Sunspot
Sunspot is a Ruby library for expressive, powerful interaction with the Solr
search engine. Sunspot is built on top of the RSolr library, which
provides a low-level interface for Solr interaction; Sunspot provides a simple,
intuitive, expressive DSL backed by powerful features for indexing objects and
searching for them.
Sunspot is designed to be easily plugged in to any ORM, or even non-database-backed
objects such as the filesystem.
This README provides a high level overview; class-by-class and
method-by-method documentation is available in the API
reference.
Quickstart with Rails 3
Add to Gemfile:
gem 'sunspot_rails'
gem 'sunspot_solr'
Bundle it!
bundle install
Generate a default configuration file:
rails generate sunspot_rails:install
If sunspot_solr
was installed, start the packaged Solr distribution
with:
bundle exec rake sunspot:solr:start
Setting Up Objects
Add a searchable
block to the objects you wish to index.
class Post < ActiveRecord::Base
searchable do
text :title, :body
text :comments do
comments.map { |comment| comment.body }
end
boolean :featured
integer :blog_id
integer :author_id
integer :category_ids, :multiple => true
double :average_rating
time :published_at
time :expired_at
string :sort_title do
title.downcase.gsub(/^(an?|the)/, '')
end
end
end
text
fields will be full-text searchable.
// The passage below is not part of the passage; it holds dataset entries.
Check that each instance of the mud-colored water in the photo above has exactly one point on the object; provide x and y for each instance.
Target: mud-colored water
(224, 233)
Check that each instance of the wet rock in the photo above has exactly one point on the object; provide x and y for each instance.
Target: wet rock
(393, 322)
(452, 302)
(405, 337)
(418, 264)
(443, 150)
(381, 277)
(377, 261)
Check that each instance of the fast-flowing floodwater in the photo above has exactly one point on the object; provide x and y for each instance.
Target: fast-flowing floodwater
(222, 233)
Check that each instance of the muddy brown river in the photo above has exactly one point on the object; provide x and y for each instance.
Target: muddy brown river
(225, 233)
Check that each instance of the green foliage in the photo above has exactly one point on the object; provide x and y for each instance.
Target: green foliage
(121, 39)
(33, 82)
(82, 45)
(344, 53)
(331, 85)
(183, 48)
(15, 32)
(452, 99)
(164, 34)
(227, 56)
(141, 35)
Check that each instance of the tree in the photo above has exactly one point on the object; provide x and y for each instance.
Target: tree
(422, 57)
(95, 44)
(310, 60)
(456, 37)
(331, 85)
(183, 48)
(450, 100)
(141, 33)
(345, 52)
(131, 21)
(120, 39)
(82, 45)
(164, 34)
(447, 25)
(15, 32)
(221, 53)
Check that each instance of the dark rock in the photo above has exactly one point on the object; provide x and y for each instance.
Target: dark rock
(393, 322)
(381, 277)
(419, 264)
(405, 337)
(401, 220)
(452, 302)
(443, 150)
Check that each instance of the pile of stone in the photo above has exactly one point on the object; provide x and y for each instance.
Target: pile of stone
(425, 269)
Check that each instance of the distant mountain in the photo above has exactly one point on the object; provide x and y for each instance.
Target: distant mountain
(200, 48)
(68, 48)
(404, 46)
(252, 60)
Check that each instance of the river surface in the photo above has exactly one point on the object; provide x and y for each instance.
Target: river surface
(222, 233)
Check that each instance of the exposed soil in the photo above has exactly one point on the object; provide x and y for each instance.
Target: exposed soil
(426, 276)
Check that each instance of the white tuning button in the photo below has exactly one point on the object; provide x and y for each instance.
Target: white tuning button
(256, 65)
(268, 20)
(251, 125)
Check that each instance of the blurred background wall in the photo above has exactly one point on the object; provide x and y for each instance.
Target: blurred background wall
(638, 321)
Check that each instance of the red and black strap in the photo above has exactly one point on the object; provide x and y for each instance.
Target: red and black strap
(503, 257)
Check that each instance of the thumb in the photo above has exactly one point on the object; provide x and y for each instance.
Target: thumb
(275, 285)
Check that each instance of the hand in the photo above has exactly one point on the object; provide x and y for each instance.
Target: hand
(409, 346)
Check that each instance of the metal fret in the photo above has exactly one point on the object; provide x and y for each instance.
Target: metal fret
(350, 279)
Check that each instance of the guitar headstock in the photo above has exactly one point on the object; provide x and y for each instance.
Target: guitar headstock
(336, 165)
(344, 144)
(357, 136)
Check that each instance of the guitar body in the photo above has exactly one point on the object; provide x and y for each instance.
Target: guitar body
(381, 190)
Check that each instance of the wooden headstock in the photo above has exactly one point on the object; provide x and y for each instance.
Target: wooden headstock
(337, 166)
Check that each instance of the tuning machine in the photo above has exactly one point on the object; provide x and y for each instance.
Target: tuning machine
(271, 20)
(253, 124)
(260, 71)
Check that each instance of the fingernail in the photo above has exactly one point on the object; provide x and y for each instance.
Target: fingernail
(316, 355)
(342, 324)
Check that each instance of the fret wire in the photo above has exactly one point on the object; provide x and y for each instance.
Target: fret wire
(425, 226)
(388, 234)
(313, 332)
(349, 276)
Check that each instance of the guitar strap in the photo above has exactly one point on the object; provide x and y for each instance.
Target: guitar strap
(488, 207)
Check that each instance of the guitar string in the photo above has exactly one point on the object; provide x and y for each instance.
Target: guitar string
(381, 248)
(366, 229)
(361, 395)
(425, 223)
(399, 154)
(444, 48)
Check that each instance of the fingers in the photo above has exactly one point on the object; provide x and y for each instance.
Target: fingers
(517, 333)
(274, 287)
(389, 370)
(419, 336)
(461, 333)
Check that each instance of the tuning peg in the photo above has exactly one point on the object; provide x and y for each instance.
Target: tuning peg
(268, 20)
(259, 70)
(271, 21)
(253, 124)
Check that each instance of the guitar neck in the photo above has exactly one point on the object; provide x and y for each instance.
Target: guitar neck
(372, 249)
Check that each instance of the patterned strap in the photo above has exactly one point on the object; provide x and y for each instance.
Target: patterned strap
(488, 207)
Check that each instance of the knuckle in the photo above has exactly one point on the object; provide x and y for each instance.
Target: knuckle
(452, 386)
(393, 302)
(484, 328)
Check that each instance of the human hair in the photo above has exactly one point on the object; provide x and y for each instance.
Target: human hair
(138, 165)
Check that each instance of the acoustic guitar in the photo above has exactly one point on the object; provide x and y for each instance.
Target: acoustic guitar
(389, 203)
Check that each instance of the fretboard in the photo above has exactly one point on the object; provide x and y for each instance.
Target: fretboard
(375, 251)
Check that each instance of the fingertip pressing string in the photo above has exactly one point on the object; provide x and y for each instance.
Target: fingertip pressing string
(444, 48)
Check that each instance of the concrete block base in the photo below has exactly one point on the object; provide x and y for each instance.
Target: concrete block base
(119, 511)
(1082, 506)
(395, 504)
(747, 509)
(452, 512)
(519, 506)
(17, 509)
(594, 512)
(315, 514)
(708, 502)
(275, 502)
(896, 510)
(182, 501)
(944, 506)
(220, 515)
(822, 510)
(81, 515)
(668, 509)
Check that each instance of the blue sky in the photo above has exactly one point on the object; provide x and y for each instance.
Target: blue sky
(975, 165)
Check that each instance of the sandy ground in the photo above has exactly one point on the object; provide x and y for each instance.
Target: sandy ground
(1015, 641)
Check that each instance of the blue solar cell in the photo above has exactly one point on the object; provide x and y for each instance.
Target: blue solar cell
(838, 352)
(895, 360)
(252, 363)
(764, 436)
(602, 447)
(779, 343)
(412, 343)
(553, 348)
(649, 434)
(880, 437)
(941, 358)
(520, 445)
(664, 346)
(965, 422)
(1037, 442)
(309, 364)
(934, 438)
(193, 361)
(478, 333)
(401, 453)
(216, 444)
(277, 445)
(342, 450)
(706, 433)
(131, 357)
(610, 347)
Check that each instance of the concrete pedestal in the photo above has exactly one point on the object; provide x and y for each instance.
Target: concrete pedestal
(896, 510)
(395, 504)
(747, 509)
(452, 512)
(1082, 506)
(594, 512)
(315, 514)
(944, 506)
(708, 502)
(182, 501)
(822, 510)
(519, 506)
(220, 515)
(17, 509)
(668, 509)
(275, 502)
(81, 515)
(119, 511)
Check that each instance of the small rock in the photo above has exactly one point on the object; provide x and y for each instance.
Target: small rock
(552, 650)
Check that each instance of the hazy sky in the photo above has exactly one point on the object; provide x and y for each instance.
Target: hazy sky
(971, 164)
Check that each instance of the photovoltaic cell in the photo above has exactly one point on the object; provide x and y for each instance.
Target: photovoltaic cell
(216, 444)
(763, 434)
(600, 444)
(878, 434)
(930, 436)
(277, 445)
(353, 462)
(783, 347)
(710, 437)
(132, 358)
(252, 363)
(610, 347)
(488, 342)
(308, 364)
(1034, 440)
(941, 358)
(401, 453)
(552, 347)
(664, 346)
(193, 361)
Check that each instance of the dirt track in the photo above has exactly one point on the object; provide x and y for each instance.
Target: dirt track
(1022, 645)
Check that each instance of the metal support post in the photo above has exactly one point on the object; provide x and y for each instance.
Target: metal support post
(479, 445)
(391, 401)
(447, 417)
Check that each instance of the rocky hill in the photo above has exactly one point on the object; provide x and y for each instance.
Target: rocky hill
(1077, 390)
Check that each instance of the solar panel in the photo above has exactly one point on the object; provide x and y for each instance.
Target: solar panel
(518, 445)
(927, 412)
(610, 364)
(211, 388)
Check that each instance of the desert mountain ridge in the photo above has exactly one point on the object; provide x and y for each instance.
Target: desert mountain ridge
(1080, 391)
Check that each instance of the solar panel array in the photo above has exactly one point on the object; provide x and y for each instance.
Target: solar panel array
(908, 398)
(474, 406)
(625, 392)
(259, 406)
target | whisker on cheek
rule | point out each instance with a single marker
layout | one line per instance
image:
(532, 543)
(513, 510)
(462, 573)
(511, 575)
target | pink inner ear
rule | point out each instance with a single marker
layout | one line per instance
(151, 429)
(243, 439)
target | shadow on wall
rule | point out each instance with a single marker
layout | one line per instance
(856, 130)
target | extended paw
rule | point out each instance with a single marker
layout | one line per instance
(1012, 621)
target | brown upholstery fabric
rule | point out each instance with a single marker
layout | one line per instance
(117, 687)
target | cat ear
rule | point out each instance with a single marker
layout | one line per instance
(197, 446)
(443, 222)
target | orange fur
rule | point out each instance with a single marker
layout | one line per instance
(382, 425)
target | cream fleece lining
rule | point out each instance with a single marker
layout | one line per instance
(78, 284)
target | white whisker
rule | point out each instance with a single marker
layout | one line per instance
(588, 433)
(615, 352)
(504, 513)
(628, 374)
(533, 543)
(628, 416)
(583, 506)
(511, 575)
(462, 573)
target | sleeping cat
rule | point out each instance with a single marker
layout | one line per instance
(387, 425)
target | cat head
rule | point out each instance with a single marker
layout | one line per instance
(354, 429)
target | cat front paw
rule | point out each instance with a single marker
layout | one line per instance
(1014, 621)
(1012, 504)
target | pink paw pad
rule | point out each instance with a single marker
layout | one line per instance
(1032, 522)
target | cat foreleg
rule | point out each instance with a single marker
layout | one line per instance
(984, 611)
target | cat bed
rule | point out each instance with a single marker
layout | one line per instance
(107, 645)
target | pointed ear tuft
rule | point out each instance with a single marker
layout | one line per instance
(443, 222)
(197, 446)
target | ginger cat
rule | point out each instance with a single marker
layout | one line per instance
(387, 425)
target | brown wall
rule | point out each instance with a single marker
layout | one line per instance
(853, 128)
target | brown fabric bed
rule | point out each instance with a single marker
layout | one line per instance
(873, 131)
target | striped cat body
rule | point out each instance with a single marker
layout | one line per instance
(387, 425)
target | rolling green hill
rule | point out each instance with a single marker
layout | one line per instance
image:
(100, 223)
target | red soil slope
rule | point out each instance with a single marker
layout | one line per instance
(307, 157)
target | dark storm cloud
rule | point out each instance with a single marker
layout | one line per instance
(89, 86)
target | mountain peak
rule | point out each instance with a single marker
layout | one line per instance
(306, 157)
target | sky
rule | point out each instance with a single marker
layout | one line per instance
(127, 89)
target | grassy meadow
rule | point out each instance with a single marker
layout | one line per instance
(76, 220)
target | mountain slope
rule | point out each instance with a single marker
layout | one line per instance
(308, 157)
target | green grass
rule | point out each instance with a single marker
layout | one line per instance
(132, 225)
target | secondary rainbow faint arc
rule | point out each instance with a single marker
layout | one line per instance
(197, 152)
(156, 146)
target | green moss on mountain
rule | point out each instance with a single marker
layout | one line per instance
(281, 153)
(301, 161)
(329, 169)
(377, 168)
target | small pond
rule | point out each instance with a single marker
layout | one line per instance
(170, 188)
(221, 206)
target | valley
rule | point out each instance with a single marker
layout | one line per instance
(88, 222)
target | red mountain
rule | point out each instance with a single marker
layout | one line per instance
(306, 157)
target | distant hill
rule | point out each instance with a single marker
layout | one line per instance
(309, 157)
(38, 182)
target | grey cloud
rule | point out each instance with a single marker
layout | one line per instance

Other fields (e.g.,
integer
and string
) can be used to scope queries.
Searching Objects
Post.search do
fulltext 'best pizza'
with :blog_id, 1
with(:published_at).less_than Time.now
order_by :published_at, :desc
paginate :page => 2, :per_page => 15
facet :category_ids, :author_id
end
Search In Depth
Given an object Post
setup in earlier steps ...
Full Text
Post.search { fulltext 'pizza' }
Post.search do
fulltext 'pizza' do
boost_fields :title => 2.0
end
end
Post.search do
fulltext 'pizza' do
boost(2.0) { with(:featured, true) }
end
end
Post.search do
fulltext 'pizza' do
fields(:title)
end
end
Post.search do
fulltext 'pizza' do
fields(:body, :title => 2.0)
end
end
Phrases
Solr allows searching for phrases: search terms that are close together.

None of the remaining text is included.